Nvidia Launches Groq 3 Inference Chip for AI Agents

Nvidia launched the Groq 3 language processing unit at its GTC 2026 conference in San Jose, California. The chip is engineered specifically for AI inference in multi-agent systems, delivering ultra-low latency and massive throughput.

The Groq 3 LPU features 40 petabytes-per-second of bandwidth and integrates into dedicated LPX server racks with 256 processors. It’s designed to handle million-token contexts and support up to 1,500 tokens-per-second-critical for machine-to-machine AI communication.

Nvidia acquired Groq Inc.'s technology in a $20 billion deal, bringing on founder Jonathan Ross and President Sunny Madra.

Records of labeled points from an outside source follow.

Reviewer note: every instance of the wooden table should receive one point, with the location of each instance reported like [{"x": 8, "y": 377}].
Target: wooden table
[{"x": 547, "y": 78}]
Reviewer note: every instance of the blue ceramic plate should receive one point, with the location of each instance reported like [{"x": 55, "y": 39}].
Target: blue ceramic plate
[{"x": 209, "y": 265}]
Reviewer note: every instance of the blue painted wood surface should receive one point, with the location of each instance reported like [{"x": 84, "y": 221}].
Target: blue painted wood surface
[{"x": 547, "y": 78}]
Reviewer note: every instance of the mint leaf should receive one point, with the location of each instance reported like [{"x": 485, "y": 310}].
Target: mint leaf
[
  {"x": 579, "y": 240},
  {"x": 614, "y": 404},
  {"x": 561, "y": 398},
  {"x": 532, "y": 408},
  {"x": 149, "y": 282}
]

The Groq 3 acts as a co-processor to Nvidia’s new Rubin GPUs, enhancing performance across trillion-parameter models.

The Vera Rubin NVL72 rack combines Rubin GPUs and new Vera CPUs, optimized for agentic AI. Paired with Groq 3, the system delivers 35 times higher throughput per megawatt and 10 times greater revenue potential, according to Nvidia's Ian Buck.

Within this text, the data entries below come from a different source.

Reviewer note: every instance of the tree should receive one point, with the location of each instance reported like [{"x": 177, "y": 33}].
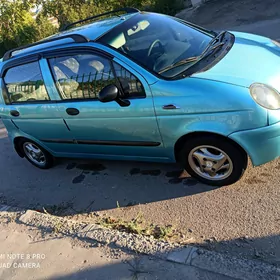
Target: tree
[{"x": 18, "y": 26}]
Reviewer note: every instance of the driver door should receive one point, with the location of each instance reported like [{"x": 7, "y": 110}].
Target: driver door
[{"x": 106, "y": 129}]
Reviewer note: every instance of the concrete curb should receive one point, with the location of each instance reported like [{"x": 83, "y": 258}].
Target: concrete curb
[{"x": 221, "y": 264}]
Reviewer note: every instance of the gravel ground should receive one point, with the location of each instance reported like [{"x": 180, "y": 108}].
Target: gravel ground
[{"x": 242, "y": 219}]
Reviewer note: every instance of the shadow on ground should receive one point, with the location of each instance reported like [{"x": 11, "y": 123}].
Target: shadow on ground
[{"x": 82, "y": 186}]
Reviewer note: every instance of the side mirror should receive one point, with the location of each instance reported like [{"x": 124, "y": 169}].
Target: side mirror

Five new server racks were announced, including dedicated CPU, storage (Bluefield-4 STX), and networking (Spectrum-6 SPX) systems. Demand is surging as hyperscalers like AWS, Google, Microsoft, and Meta plan $650 billion in data center spending this year.

Nvidia’s data center revenue hit $193.5 billion in fiscal 2026, up from $116.2 billion the prior year. The Groq 3 positions Nvidia to dominate the next wave of AI infrastructure.